Calculate crc8 dvb s2 in python

Question

I need to calculate the crc8 dvb s2 checksum in python but I can't find any useful information on how this checksum really works, so I tried to convert this working C code:

uint8_t crc8_dvb_s2(uint8_t crc, unsigned char a)

    {
        crc ^= a;
        for (int ii = 0; ii < 8; ++ii) {
            if (crc & 0x80) {
                crc = (crc << 1) ^ 0xD5;
            } else {
                crc = crc << 1;
            }
        }
        return crc;
    }

in python code:

import crc8
import operator 
def bxor(b1, b2): # use xor for bytes
    return bytes(map(operator.xor, b1, b2))
def blshift(b1, b2): # use shift left for bytes
    return (int.from_bytes( b1, byteorder='little') << int.from_bytes( b2, byteorder='little')).to_bytes(1, byteorder='little')
def _checksum(message): 
    #calculate crc
    crc = crc8.crc8()
    crc.update(message)
    crc_result = crc.digest()
    #calculate dvb
    crc_result = bxor(crc_result , message)
    for i in range(0, 7):
        if (crc_result == b'\x80') :
            crc_result = bxor((blshift(crc_result, b'\x01')) , b'\xD5')
        else:
            crc_result = blshift(crc_result, b'\x01')
    #-------------
    return crc_result;

But there is something wrong with it that I can't seem to understand. If I give the C function the bytes '\x00d\x00\x00\x00' it gives my as a result '\x8f' ( which is right), while the Python function gives me the OverflowError: int too big to convert.
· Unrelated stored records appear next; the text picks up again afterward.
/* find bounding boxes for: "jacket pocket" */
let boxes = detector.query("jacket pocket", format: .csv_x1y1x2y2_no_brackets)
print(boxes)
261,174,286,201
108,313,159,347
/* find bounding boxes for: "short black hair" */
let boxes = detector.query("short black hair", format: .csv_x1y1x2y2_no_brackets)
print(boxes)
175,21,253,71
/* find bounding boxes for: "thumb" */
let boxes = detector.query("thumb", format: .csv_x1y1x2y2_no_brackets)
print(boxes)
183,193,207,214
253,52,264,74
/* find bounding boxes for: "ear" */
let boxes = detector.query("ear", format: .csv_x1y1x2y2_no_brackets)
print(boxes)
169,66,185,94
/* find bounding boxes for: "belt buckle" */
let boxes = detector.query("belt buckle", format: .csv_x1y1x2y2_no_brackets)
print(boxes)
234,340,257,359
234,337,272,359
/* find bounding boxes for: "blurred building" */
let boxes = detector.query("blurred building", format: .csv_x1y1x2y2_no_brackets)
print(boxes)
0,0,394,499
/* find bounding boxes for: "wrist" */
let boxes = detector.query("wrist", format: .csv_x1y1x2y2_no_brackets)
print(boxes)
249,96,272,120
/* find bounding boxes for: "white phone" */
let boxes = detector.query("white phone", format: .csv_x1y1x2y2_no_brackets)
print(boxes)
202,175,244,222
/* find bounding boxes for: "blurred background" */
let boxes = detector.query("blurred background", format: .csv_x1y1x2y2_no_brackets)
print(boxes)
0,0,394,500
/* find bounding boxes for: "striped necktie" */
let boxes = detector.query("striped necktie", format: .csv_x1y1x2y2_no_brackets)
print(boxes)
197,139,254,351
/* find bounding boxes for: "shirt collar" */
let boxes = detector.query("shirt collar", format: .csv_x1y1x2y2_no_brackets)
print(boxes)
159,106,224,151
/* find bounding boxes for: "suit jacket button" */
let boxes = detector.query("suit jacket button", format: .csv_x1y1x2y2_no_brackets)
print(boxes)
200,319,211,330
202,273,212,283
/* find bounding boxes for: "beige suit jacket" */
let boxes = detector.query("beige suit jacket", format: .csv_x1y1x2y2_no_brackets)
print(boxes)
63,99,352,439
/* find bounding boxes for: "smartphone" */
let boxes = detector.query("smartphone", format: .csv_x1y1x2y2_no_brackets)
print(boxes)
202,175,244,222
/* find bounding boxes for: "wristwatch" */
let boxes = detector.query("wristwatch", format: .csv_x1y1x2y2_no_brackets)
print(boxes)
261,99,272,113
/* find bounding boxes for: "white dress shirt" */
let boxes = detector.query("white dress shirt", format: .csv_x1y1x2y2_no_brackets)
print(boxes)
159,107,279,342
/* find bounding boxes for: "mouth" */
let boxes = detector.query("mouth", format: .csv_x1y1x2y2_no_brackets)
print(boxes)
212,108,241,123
There's clearly something wrong with my code that makes the numbers bigger and bigger but I wasn't able to figure out what exactly.

Full backtrace:

---------------------------------------------------------------------------
OverflowError                             Traceback (most recent call last)
<ipython-input-226-8288eada1ce9> in <module>
----> 1 _checksum(b'\x00d\x00\x00\x00')

<ipython-input-225-2e5beaea293f> in _checksum(message)
     18             crc_result = bxor((blshift(crc_result, b'\x01')) , b'\xD5')
     19         else:
---> 20             crc_result = blshift(crc_result, b'\x01')
     21     #-------------
     22     return crc_result;

<ipython-input-225-2e5beaea293f> in blshift(b1, b2)
      6     return bytes(map(operator.and_, b1, b2))
      7 def blshift(b1, b2): # use shift left for bytes
----> 8     return (int.from_bytes( b1, byteorder='little') << int.from_bytes( b2, byteorder='little')).to_bytes(1, byteorder='little')
      9 def _checksum(message):
     10     #calculate crc

OverflowError: int too big to convert

Answer 1

The documentation of int.to_bytes says:

An OverflowError is raised if the integer is not representable with the given number of bytes.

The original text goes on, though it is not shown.